Départ d’un Jeune Soldat

Th. Clairet (p. 15-23).


DÉPART D’UN JEUNE SOLDAT.


Mon cœur est brisé par la force de mes chagrins ; mes yeux brûlants n’ont plus de larmes ; hélas ! voici le jour où il me faut quitter les lieux charmants de mon enfance, mon doux pays de Basse-Bretagne.

Adieu, ma cabane de genets, Bâtie au haut de la colline ; placis vert où je jouais enfant, grands ifs si touffus à l’ombre desquels pendant la chaleur des étés, je dormais à midi.

Adieu, ma mère et mon père, maintenant n’espérez plus que votre fils bien-aimé reste pour appuyer votre vieillesse, reste pour vous donner du pain, comme vous lui en avez donné ; la loi est sans cœur, il faut vous quitter.

Plus d’une fois, ma bonne mère, vous pleurerez sans doute, quand mon chien soucieux viendra se frotter contre vous ; quand vous verrez dans le foyer ma petite chaise vide, et l’araignée tendre ses toiles autour de mon bâton de chêne.

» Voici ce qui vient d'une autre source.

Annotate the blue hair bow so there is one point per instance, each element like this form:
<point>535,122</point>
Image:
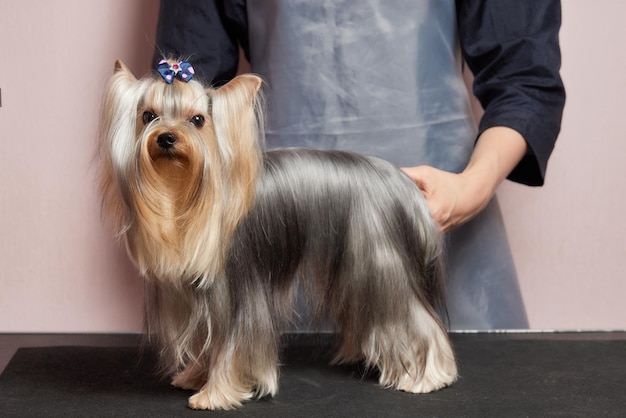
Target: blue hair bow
<point>170,70</point>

Adieu, cimetière de ma paroisse, adieu terre bénite qui recouvrez les os de mes pères que Dieu a rappelés à lui ; à la fête des âmes plaintives, je ne viendrai plus sur ces tombes répandre l’eau sainte et mes pleurs.

Adieu, ma plus aimée, Marie, ma douce belle ; une étoile fatale vient de jeter le deuil dans nos cœurs ; notre bonheur, nos joies brillantes sont passées comme un léger nuage emporté par le vent.

Je ne verrai plus tes yeux si perçants et si éveillés pétiller de plaisir, là-bas, à ma venue ; je ne verrai plus ta petite main blanche et vive tourner le rouet ; je n’entendrai plus ta douce voix chanter mes chansons.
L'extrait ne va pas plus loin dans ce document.